Sunday, December 11, 2022 6:25:19 PM
Yes, this is an issue on ADAS-COG. Even if I give AVXL an extra boost by using all patients enrolled (n=170 vs. n=338 pooled, again this is BENEFITTING AVXL with more N than using a smaller ITT # which they did not disclose) and plug in the direct #s of 4.11 (0.86 SEM) and 2.26 (0.51 SEM), I get 2-sided p>0.05. I encouraging everyone on this board to take 10 seconds and do it yourself - https://www.graphpad.com/quickcalcs/ttest1/?format=SEM. Plug in n=170, 4.11 with 0.86 SEM vs. n=338 pooled, 2.26 with 0.51 SEM from Slide 21. Yet somehow AVXL legal team greenlighted press releasing "MET PRIMARY AND KEY SECONDARY ENDPOINTS".
The problem with A273 is that it looks like the main cognitive data did not pass the one sided 0.25 (or two sided 0.05) threshold. And that was with a very liberal modified ITT first ignoring patients unable to get titrated to enter the maintenance phase and then excluding patients who did not have a 48 week measure .
Yes, exactly. It is mindnumbingly bizarre that the two pre-specified primary analyses from the CRO were the first things AVXL received (and AVXL has already shown us one of them on ADAS-COG), but is withholding the ADCS-ADL mean difference.
We don't even know the ADCS-ADL mean change.
I have given AVXL the benefit of doubt that pooling is acceptable (pooling can only help a a sponsor because it gives you increasing powering) and that they can present 30/50mg N splits later. Even with pooling, I came to the same conclusion as you.
Was the pooled data the pre-specified cohort in the SAP? If so, the analysis to date is ok to present as the cohort though insufficient for an NDA (IMO) (due to one sided > 0.025 and lack of co-primary ADCS-ADL mean change data).
Amen, I have zero clue why on earth N was not disclosed.

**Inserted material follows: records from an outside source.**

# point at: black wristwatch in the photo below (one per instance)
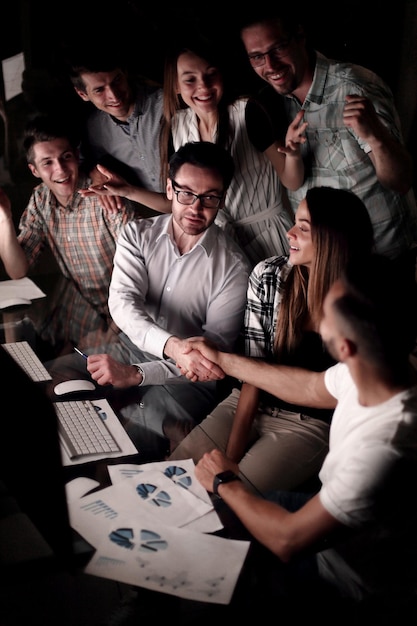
(223, 477)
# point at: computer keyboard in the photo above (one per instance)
(26, 357)
(82, 430)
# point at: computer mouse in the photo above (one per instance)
(73, 386)
(5, 304)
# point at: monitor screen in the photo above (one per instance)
(31, 472)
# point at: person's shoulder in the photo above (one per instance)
(348, 71)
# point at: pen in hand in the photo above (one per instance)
(82, 353)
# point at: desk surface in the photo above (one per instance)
(53, 326)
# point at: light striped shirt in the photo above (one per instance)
(82, 238)
(335, 157)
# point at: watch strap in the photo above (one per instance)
(223, 477)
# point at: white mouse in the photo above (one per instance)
(73, 386)
(17, 301)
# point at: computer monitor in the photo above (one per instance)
(31, 472)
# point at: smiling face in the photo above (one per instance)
(56, 163)
(109, 92)
(199, 83)
(302, 250)
(284, 71)
(194, 219)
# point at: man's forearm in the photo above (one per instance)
(291, 384)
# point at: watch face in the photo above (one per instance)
(223, 477)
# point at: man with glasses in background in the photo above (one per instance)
(353, 136)
(175, 276)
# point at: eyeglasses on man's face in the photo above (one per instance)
(276, 53)
(188, 198)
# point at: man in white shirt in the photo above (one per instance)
(175, 276)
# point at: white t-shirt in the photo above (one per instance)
(369, 482)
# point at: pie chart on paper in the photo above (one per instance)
(176, 473)
(151, 541)
(149, 492)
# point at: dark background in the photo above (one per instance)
(384, 40)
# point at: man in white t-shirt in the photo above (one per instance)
(359, 529)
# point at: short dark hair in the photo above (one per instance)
(206, 155)
(90, 59)
(46, 128)
(288, 16)
(379, 310)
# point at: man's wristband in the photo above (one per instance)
(141, 372)
(223, 477)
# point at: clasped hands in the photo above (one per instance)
(196, 359)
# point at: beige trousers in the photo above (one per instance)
(286, 449)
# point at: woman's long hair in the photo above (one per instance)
(203, 48)
(340, 230)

I encourage anyone to give an example of a P3 pivotal readout where N for an analysis was not spelled out.
Why was n not included in the clinical endpoint slides?

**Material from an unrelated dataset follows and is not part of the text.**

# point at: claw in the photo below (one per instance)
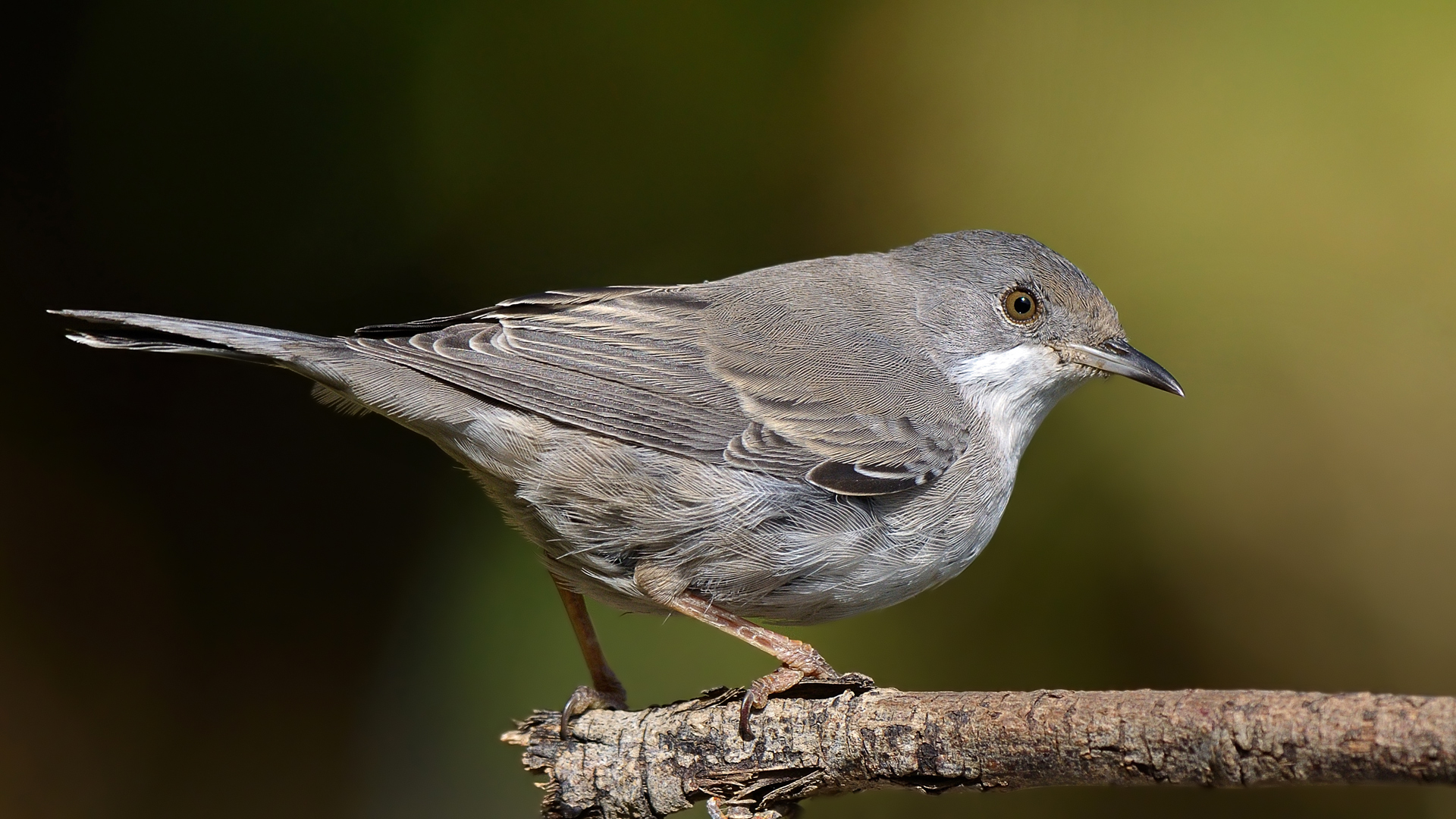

I'll go even further - folks on this board liberally talk about a surrogate biomarker for AA for 2-73. Aduhelm (via ab plaques) and Sarepta (via % dystrophin) are clearly linked to the biological mechanism of action so it was straightforward to at least make the case for their biomarkers. Why hasn't anyone on this board pointed out an AA biomarker for 2-73 yet? It should have been prospectively identified like these two examples.
So I put the likelihood at near zero. I do think you came up with possibilities that together add up to the 1-2% chance that I give for AA
I look forward to PDD/Rett's updates to help us shareholders out in the coming year. But this lack of disclosure on the most basic pieces of the AD trial perplexes me.